SIP shows you their raw capacity with 90% accuracy. Using the SIP online recruitment tool, you can see long before you meet them regardless of their résumé (CV) exactly what type of salesperson they have the capacity for. Talented candidates represent a very small percentage of the population, so if you are using the old ‘hire a bunch and see who sticks’ system you will waste a lot of time and resources locating even one of them and years to build a team.

Sales Inventory Profile, or SIP is an on-line recruitment tool available in all English speaking countries.

2.How quickly and well they are trained.

But locating the right person is not enough for long term stability. You need to support them to realise their potential as quickly as possible by starting selling specific training from their very first day on the job. High-quality sales candidates, even in their most ignorant state, will not tolerate failure. They will not stay in a role where they cannot see how to improve and finally succeed. Candidates with real potential for selling are already impatient for success and will not wait around being unproductive.
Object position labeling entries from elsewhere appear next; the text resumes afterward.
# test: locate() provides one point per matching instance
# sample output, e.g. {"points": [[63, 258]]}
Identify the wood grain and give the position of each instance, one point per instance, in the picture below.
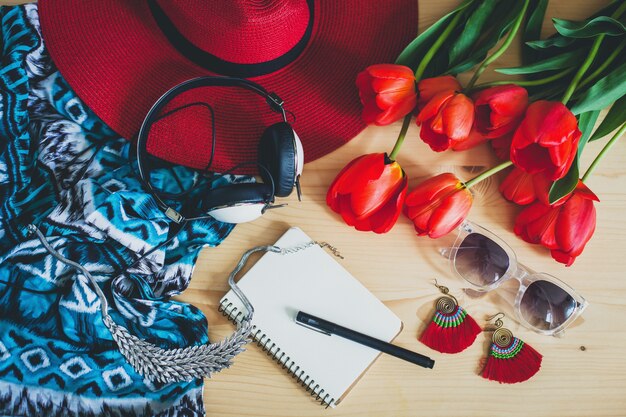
{"points": [[398, 268]]}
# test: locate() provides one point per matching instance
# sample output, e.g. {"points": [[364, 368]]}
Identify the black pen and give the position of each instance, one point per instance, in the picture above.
{"points": [[329, 328]]}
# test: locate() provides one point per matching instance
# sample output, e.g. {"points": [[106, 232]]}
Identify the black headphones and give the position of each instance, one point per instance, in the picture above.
{"points": [[280, 161]]}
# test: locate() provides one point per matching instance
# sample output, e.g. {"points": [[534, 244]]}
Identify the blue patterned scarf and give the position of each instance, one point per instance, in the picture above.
{"points": [[63, 170]]}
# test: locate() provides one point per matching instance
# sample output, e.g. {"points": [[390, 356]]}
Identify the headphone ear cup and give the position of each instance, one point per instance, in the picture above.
{"points": [[279, 154], [237, 203]]}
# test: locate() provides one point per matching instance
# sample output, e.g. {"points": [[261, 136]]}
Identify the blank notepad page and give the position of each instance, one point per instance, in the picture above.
{"points": [[312, 280]]}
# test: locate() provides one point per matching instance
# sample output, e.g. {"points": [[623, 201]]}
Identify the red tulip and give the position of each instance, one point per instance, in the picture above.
{"points": [[430, 87], [546, 140], [387, 92], [564, 228], [500, 109], [369, 193], [523, 188], [446, 119], [502, 146], [438, 205]]}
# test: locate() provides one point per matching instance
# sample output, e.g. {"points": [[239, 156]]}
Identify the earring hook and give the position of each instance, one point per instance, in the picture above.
{"points": [[498, 316], [445, 290]]}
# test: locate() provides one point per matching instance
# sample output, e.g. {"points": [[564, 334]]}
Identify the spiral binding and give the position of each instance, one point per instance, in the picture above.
{"points": [[272, 350]]}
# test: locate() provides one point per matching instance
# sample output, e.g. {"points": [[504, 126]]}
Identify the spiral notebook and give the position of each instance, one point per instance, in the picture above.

You also do not want them teaching themselves through trial and error as every mistake they make will reduce their commitment to your job and reflect directly on your companies reputation.

3. Feeling they belong in the team and are valued

When a newbie joins a team, unlike with the birth of a child into a family, they do not come as adorable babies but rather they arrive as opinionated and arrogant teenagers needing a strong yet still nurturing hand to ensure they reach their fullest adult capacity and take their rightful place in your team as adults.

You cannot leave them to their own devices to make poor decisions, waste their energy and develop battle scars. Because, if they survive all of that, they will know themselves to be solo stars and will forever be above the team. If you don’t manage them well from the beginning you will not earn their respect and they will remain impossible to manage and show no loyalty to you or your business. For this same reason, hiring superstars from other business rarely works.